Tomamos un buen trago de la segunda botella llenos de recuerdos y añoranzas por ese amigo desaparecido que tantas horas compartió con nosotros. El trago es buen amigo de los amigos –pienso- porque nos trae imágenes y palabras que en sano juicio nunca recordamos. Pasada la ronda de trago que mermó el líquido como a la mitad, “Medio L”x prosiguió con la lectura:

-           “A los seis o siete años, y sin saber el motivo, resulté de acólito en la iglesia del pueblo, un edificio enorme para un pueblo tan pequeño pero como la fe de sus habitantes era más grande que sus necesidades reales y como no existían en la población miserables absolutos la iglesia se construyó con la contribución de todos y hasta el reloj lo donó un familiar lejano de mi madre, tal vez como expiación de sus pecados porque, según me contó ella, era un fornicador empedernido que nunca tuvo hijos con su esposa legítima y si con varias mujeres del campo con la cuales sólo engendró mujeres que su esposa crió y educó con una paciencia de santa. En la penumbra de la sacristía me reencontré con el que habría de ser mi más fiel y asiduo amigo, de toda mi existencia, metido entre las botellas: el delicioso y nunca bien ponderado vino de consagrar que me convirtió en católico fervoroso pues me hizo pensar que si esa era la sangre de Cristo ese señor tuvo que ser una persona excelente. Como tres años me duró la dicha, y la fe, porque todos los días el curita celebraba la misa y era parco en el beber, de manera que en las vinajeras quedaba casi completa la sangre de Jesús que “salvaste al mundo” y yo no podía dejar que se perdiera este líquido sagrado, de manera que lo libaba con una fe extraordinaria.
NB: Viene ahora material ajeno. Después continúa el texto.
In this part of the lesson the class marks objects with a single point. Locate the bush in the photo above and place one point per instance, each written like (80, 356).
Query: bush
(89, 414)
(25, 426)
Además, me ayudaba el buen ejemplo del sacristán, un viejito que tenía una gran estimación por la sangre de Nuestro Señor y acumulaba botellas detrás del altar mayor. Parece que con un cambio de sacerdote descubrieron que el pobre sacristán estaba embriagado con mucha frecuencia por la dicha de tener al Señor en su interior y lo echaron. Para mí se acabaron las motivaciones de acólito; el cura que llegó era prácticamente abstemio en todo sentido y todo lo tenía medido y guardado; años después lo recordé en las líneas del maestro Quevedo y su obra El buscón. En algún momento, para ocultar mi estado, comencé a inventar mareos y dolores de cabeza que mi madre no creyó por pura intuición materna pero como mi palabra era ley para mi abuela, sí señor, adiós a los hábitos religiosos.